Kona Lovers
TUG Member
DW and I are both school teachers.
I invented the internet.
Well, I had a little help from Al Gore.
Wow, There's a lot of people here with some really high tone jobs. I was strictly blue collar.
At 19 1/2 I started an electrician apprenticeship at the naval shipyard in Portsmouth, VA. After graduating and working a year on the ships, I got a "position promotion". I left the ships and started working in the "Amplifier Repair" shop. Here we repaired shipboard IC equipment like: intercoms, telephone systems, tank level systems, and air quality systems for submarines to name a few.
In 1982, I got a real promotion and went to work in the shipyard's public work department where I worked on and with a computerized environmental control system. We wrote control programs for the computer and programmed chips to allow for stand alone capabilities in each building to control the heating and AC. We installed and repaired all of the equipment for this system including making hardware repairs to the mainframe.
Later, a computerized electrical and steam distribution control system was added in the shipyard. And still later a computerized steam monitoring system was added to our responsibilities at Naval Base, Norfolk.
I retired in 1999 and moved to FL in 2000.
I have worked moving crates in factory, cleaning bathrooms in a department store, and washing dishes in a cafeteria. That is how I got through college. Upon graduating college, the USAF put me through medical school.
DH will be very surprised when he finds out.:hysterical:I thought that you were Al Gore.
My first full-time job was at John Hancock where I moved around from death claims ....
I served almost 2 years in Germany.........
Jim Ricks
Try not to go to sleep before you finish reading this. I work for an employee benefits consulting & actuarial firm.

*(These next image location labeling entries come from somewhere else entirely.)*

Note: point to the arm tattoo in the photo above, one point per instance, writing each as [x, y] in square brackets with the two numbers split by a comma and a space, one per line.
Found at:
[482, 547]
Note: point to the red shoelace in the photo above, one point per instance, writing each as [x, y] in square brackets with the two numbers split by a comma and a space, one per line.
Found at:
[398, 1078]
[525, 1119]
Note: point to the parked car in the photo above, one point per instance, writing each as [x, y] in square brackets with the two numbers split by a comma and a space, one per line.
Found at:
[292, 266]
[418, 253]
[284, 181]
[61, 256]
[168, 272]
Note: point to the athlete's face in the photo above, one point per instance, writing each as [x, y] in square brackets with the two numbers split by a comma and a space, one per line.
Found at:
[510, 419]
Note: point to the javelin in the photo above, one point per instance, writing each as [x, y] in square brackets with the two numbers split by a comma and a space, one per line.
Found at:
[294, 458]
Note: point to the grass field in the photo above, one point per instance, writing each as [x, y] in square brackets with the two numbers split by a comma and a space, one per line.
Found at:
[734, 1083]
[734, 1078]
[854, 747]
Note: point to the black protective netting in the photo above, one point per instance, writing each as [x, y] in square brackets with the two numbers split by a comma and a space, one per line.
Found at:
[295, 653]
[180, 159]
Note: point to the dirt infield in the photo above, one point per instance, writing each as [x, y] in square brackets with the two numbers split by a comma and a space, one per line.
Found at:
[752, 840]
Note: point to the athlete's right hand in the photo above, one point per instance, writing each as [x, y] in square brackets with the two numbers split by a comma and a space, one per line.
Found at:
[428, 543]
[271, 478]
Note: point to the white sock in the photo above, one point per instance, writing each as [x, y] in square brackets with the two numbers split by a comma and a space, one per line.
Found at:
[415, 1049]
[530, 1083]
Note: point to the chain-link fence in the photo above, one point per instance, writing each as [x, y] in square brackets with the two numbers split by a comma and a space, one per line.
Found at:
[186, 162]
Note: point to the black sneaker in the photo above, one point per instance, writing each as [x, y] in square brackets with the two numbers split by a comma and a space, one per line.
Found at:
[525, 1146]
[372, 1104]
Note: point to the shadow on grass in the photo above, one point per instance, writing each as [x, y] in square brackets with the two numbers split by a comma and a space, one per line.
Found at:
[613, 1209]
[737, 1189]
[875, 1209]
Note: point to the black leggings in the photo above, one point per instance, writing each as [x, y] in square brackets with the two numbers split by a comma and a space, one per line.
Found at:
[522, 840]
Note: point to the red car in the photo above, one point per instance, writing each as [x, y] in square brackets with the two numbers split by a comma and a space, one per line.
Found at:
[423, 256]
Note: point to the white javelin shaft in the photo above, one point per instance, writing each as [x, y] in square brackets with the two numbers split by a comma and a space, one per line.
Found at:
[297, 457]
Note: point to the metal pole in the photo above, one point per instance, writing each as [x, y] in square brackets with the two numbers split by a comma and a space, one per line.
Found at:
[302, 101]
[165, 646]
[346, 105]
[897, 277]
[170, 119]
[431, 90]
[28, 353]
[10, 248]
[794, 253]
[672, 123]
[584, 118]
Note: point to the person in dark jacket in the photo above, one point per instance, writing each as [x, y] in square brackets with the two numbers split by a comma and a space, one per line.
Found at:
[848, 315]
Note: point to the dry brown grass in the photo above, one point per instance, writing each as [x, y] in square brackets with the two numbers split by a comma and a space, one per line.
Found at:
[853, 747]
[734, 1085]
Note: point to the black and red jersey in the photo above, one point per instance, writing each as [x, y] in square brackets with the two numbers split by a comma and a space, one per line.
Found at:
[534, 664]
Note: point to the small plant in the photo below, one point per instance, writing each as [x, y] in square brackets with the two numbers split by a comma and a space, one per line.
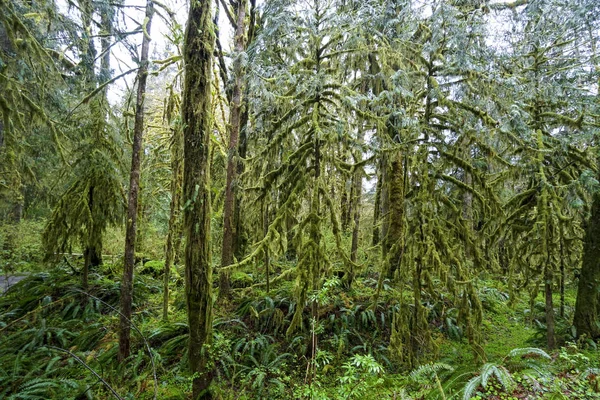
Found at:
[360, 373]
[494, 374]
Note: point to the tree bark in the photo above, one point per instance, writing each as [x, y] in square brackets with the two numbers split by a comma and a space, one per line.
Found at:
[198, 50]
[587, 306]
[377, 207]
[234, 133]
[134, 186]
[550, 326]
[174, 217]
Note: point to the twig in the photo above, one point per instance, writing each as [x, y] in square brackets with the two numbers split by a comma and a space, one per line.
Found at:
[89, 368]
[135, 328]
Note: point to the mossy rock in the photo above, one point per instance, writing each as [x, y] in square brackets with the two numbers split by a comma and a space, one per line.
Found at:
[241, 280]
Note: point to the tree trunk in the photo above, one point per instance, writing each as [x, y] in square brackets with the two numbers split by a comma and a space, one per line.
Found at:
[234, 133]
[393, 240]
[174, 218]
[196, 110]
[355, 206]
[550, 337]
[587, 306]
[134, 185]
[377, 207]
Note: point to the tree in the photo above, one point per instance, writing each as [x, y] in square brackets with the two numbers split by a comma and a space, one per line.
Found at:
[198, 50]
[134, 182]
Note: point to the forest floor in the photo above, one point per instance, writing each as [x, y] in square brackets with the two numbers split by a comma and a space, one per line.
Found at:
[45, 322]
[6, 281]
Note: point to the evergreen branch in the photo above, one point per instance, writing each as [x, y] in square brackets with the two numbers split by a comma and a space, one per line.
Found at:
[100, 88]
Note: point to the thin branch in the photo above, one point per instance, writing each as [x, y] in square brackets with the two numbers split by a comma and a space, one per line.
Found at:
[89, 368]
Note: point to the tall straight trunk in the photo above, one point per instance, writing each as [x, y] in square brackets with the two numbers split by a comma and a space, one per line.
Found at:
[355, 206]
[134, 185]
[234, 134]
[198, 50]
[393, 241]
[587, 306]
[550, 326]
[173, 234]
[377, 207]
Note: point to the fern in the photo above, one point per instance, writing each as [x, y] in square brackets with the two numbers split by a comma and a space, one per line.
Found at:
[526, 351]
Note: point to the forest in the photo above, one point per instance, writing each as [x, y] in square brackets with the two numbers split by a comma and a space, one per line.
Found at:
[299, 199]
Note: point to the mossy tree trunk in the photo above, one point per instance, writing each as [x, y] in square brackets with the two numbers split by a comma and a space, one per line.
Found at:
[197, 52]
[134, 187]
[587, 306]
[229, 225]
[174, 230]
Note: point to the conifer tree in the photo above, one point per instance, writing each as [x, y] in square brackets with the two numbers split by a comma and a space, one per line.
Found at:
[198, 51]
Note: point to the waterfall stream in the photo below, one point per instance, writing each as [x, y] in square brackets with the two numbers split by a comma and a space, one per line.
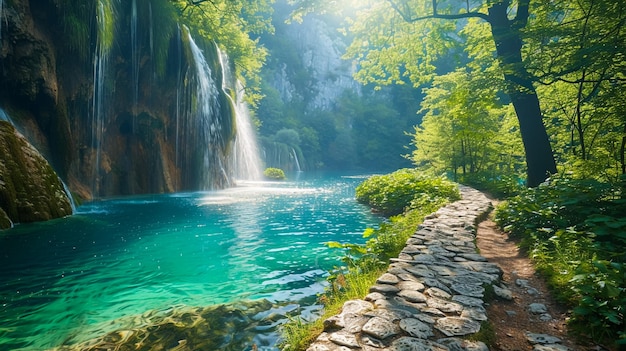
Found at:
[134, 42]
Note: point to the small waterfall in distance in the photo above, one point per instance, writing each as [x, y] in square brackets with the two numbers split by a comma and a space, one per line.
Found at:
[245, 159]
[134, 47]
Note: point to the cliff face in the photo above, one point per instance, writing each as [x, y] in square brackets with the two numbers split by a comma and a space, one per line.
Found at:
[113, 105]
[319, 47]
[30, 190]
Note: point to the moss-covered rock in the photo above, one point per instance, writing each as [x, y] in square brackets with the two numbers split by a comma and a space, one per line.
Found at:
[30, 190]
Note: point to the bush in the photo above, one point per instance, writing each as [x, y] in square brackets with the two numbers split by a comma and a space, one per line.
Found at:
[575, 231]
[274, 173]
[405, 189]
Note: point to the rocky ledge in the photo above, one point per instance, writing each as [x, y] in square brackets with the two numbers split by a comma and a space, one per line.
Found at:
[432, 297]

My title is "Knowledge Coordinator". I manage the intellectual capital generated by our consultants and catalog it so our consultants can (hopefully) find it and benefit from someone else's invention of the wheel. I'm sort of an online electronic librarian, but it's a little more complicated than that. The best part is I get to work from home. We have offices all over the country (world, actually) and since I work with everyone everywhere, it doesn't much matter where I physically sit.
I've been with this company since 1984. I was a paralegal until six years ago, when I was lucky enough to land this gig. I hope to make it another 18 months so I can at least consider my early retirement options.
Great thread!
Not that it matters much, but I have been wondering if anyone bothered to read the RESUME (post #102)?
I spent 35 years in the motion picture business as a property master
I, too, left out my teen age jobs. At 16 I worked for a summer as a movie theater usher. The next summer I started working as a stock boy at a local pharmacy, that lasted a year. In Dec. I worked for three days at a new KFC cooking chicken. Three days was all I could take. A couple of months later, I was selling shoes at Thom McAn (which was next door to the KFC).Haha. Yes, I left out my more glamorous jobs. My first job in veterinary medicine was cleaning kennels, but worse yet the CATTERY! It was a very big deal at the practice to work your way up to the point where you would be allowed to give a dog a pill. Also worked as a farm hand, cleaning horse and goat stalls, milking goats, and feeding goats, calves, cattle, sheep and horses. And no matter how fluffy hay looks, bales are actually seriously heavy. It is also a little known fact that goats are smart and funny, while sheep are dumb and stinky.
In high school, I worked as the dining room girl in a nursing home, slinging 6 varieties of pudding on any given day. That was a great character-building type of job- the type that teaches you to be very kind and patient.
One summer during college I worked for a defense contractor troubleshooting why one specific part of a radar system did not work (yet all parts had passed inspection at every step of production). The answer turned out to be simple, interesting and frustrating all at the same time.
What a great thread this has turned out to be.